I'm in the midst of a two week "rest break" - a cascade of events and a loving kick in the ass finally provided an answer to the question I'd been asking for weeks: how do I find more time to rest?!? The answer was, I had to make it. And so here I am, attempting to reduce my obligations to a minimum; few meetings, limiting time with my team, email, day-to-day.
And what I've realized is that yes, I'm exhausted from being a human and a leader alive at this time of ever-compounding crisis and my burnout dashboard indicator lights are going off. But actually it's not that I want to go chill on a beach with an umbrella'd cocktail in hand, it's that I've been in a stretch of many months of the kind of work that most presses on my imagination and creativity.
What I'm needing is rest, for sure, but the kind of rest that refuels my secret life.
My friend Holly taught me about personal autonomous zones and the importance of cultivating a secret life. Autonomous Zones are spaces free from the state or authority structures. In a personal context, they are spaces apart from obligation; free from profit motive, social media, duties, dishes, and any manner of the outside world.
None of us are free from obligation, but we can still create pockets of secret fulfulment; zones where we need only be with ourselves and our imagination. Zones where doing nothing is as important as being productive. These are the quiet spaces that stoke renewal.

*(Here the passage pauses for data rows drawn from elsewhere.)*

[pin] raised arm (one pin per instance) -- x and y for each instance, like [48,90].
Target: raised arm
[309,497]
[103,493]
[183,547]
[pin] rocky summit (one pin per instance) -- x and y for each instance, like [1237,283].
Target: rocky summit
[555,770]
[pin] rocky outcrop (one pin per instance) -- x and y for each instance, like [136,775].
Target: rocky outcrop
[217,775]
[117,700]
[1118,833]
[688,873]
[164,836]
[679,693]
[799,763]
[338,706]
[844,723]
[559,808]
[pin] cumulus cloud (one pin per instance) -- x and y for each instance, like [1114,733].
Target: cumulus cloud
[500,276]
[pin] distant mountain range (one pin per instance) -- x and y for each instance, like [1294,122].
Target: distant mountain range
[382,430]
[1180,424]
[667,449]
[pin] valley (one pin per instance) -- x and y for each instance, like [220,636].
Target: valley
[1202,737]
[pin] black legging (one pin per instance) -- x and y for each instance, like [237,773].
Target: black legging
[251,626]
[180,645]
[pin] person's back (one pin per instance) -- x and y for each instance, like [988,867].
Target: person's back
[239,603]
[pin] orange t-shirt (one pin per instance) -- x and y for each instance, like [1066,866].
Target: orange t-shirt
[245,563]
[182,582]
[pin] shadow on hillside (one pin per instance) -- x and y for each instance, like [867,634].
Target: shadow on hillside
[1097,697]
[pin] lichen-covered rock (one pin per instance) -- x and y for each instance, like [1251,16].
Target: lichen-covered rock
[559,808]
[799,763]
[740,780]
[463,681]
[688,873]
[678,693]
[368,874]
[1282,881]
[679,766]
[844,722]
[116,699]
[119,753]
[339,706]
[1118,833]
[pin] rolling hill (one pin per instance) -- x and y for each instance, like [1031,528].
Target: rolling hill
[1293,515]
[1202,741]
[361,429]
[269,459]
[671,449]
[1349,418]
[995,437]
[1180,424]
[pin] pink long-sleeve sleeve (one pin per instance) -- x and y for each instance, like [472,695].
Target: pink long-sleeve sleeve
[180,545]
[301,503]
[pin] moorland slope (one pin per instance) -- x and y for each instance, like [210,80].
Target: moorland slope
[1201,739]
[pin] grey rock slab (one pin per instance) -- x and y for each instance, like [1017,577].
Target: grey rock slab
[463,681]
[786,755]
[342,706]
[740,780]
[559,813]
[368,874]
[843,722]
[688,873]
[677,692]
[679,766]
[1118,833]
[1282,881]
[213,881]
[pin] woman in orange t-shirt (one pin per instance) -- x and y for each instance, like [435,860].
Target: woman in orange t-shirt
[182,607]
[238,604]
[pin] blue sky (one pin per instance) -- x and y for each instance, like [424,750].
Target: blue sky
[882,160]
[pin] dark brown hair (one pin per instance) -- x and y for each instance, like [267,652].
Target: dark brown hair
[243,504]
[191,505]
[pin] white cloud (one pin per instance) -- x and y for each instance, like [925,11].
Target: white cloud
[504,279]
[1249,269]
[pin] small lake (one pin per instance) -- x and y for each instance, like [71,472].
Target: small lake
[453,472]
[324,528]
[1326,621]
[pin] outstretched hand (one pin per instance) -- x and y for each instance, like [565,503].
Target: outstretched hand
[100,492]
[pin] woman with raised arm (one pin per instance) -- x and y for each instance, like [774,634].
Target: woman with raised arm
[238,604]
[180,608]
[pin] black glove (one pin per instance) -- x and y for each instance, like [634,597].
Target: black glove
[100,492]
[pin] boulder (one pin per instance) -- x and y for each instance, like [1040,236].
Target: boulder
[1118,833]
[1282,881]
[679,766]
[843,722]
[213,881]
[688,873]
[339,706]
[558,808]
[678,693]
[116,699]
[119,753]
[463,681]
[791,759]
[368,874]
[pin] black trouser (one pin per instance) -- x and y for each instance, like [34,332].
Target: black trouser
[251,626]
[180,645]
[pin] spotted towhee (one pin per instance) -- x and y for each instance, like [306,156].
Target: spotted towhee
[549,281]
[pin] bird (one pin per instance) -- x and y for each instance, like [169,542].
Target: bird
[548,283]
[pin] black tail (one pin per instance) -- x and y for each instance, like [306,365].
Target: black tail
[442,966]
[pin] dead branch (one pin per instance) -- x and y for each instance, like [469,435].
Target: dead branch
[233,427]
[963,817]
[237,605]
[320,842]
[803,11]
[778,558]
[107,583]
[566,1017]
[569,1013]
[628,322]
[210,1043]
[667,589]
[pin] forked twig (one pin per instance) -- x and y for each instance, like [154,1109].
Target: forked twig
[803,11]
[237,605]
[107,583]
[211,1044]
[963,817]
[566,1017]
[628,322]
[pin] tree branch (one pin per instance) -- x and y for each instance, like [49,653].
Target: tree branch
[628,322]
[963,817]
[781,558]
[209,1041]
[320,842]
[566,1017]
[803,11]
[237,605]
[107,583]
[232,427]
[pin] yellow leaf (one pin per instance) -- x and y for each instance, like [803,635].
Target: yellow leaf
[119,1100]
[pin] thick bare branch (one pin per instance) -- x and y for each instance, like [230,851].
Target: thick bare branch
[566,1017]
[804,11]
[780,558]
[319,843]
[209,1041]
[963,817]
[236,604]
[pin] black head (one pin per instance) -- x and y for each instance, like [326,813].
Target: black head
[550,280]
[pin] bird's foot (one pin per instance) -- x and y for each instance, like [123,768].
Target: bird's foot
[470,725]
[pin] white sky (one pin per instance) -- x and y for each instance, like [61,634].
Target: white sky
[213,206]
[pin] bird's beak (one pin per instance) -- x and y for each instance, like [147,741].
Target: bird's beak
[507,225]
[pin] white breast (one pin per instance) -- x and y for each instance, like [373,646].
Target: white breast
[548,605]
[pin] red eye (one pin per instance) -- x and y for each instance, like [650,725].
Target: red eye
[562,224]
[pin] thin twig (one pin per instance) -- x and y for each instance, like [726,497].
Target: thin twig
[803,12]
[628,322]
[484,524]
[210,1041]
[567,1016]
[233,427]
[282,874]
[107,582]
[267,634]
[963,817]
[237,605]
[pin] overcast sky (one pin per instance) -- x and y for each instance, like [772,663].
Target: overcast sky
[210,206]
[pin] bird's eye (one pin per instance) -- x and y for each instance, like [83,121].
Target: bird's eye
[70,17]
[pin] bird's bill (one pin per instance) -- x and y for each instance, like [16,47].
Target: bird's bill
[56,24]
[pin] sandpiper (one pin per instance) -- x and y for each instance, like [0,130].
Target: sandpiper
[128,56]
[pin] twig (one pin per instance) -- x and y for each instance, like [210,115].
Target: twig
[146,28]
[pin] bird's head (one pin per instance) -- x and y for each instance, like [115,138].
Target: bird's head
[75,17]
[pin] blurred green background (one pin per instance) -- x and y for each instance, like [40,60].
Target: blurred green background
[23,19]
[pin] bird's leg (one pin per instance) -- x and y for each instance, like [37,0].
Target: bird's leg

I'll continue to Ship daily for now. This experiment has helped me to realign my containers just when I was ready to re-prioritize. But it's also shown me the limits of orienting around publishing daily as opposed to creating daily. I'm also back to tending to my secret life.
When was the last time you made something only for yourself? Or wrote with the intention of exploring an idea or imagination, with no intention of ever sharing that work?